ObjectMover – A Novel Image Editing Model Jointly Developed by the University of Hong Kong and Adobe

What is ObjectMover?

ObjectMover is a novel image editing model jointly proposed by the University of Hong Kong and Adobe Research. It addresses issues such as inconsistent lighting, shadows, and object distortion that occur when moving, inserting, or removing objects in images. By treating object movement as a special case of two-frame video processing, the model leverages the cross-frame consistency learning ability of pre-trained video generation models. Through fine-tuning, the model is adapted for image editing tasks. ObjectMover adopts a sequence-to-sequence modeling approach, taking as input the original image, the target object image, and an instruction map, and outputs a synthesized image with the object moved.
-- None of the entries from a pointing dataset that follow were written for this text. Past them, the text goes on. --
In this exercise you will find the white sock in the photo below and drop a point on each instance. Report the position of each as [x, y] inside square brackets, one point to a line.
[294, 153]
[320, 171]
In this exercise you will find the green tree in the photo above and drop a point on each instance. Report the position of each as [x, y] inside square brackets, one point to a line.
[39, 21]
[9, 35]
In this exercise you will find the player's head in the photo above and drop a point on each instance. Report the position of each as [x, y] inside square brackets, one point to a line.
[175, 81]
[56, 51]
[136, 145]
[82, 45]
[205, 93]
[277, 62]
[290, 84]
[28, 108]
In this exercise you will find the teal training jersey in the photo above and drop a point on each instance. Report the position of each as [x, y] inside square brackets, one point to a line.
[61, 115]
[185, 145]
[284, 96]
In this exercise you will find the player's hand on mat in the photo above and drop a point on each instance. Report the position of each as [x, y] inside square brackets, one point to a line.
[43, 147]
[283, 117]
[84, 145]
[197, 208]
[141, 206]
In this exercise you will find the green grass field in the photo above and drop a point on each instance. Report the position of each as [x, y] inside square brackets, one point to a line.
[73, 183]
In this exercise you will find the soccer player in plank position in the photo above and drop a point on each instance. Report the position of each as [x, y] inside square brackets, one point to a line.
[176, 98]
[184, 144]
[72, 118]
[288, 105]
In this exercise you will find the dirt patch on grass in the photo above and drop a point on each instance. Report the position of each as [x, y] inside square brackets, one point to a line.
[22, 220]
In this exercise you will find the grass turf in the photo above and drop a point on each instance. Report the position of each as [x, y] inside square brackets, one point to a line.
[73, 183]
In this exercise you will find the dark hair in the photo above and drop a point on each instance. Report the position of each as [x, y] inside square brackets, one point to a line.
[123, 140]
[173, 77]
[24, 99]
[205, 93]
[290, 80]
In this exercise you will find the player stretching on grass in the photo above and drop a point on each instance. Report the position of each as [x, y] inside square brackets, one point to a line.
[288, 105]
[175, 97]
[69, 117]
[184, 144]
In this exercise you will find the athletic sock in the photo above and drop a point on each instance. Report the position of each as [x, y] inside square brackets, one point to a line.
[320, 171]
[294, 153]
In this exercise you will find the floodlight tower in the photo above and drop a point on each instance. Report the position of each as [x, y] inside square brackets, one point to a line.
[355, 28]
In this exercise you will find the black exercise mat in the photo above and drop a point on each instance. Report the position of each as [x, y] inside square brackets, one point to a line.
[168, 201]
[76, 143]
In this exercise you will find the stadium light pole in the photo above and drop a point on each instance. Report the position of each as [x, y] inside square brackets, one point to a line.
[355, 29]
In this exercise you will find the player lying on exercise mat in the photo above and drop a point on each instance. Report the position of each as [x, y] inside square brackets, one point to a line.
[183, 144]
The main functions of ObjectMover

Object Movement: Move objects in the image to a specified location, automatically adjusting relevant physical effects such as lighting, shadows, reflections, etc., while maintaining the identity characteristics of the objects.
Object Deletion: Realistically fill in the background of the removed object without generating irrelevant new objects, and accurately remove the light and shadow related to the object.
Object Insertion: Precisely maintain the identity characteristics of the inserted object and automatically generate light and shadow effects consistent with the environment.

The technical principle of ObjectMover

Video Prior Transfer: ObjectMover treats the object-moving task as a special case of two-frame video processing, leveraging the learning ability of pre-trained video generation models (such as diffusion models) regarding cross-frame consistency. By fine-tuning the model, it is transferred from the video generation task to the image editing task. This approach can fully utilize the physical laws and object correspondence learned during the pre-training of video models, enabling precise light-shadow synchronization and identity feature preservation in image editing tasks.
Sequence-to-Sequence Modeling: The model reframes the object movement task as a sequence prediction problem. The inputs include the original image, the target object image, and the instruction map (annotating the movement position and direction), while the output is the synthesized image of the object after movement. This enables the model to better understand and handle the lighting changes and occlusion relationships of objects in different positions.
Synthetic Dataset Construction: Due to the lack of large-scale real-world data on object movement, the research team utilized modern game engines (such as Unreal Engine) to generate high-quality synthetic data pairs. The data covers complex scenarios of lighting, materials, and occlusions, enhancing the diversity and generalization ability of model training.
Multi-Task Learning Strategy: ObjectMover integrates four sub-tasks—object movement, removal, insertion, and video data insertion—into a unified framework for training on both synthetic data and real video data. This approach improves the model’s generalization ability in real-world scenarios, enabling it to exhibit higher adaptability and robustness when handling various image editing tasks.

The project address of ObjectMover

Project official website: https://xinyu-andy.github.io/ObjMover/
arXiv technical paper: https://arxiv.org/pdf/2503.08037

Application scenarios of ObjectMover

Special Effects Production: For some complex special effects scenes, such as the disappearance or appearance of objects, ObjectMover can achieve the deletion and insertion of objects while maintaining the realism of the scene.
Virtual Scene Editing: In virtual reality and game development, it is necessary to flexibly adjust the objects in the virtual scene. ObjectMover can be used to move objects in the scene, such as moving a prop from one position to another while keeping the object’s lighting and shadows consistent with the environment.
Game Level Design: Developers can use ObjectMover to quickly adjust the layout of objects in the level, improving the efficiency of level design.
Product Display: For product advertisements, ObjectMover can be used to place products in different scenes to showcase the products’ various usage scenarios.
Space Planning: In architecture and interior design, ObjectMover can be used to move furniture or decorations to different positions to evaluate different design schemes.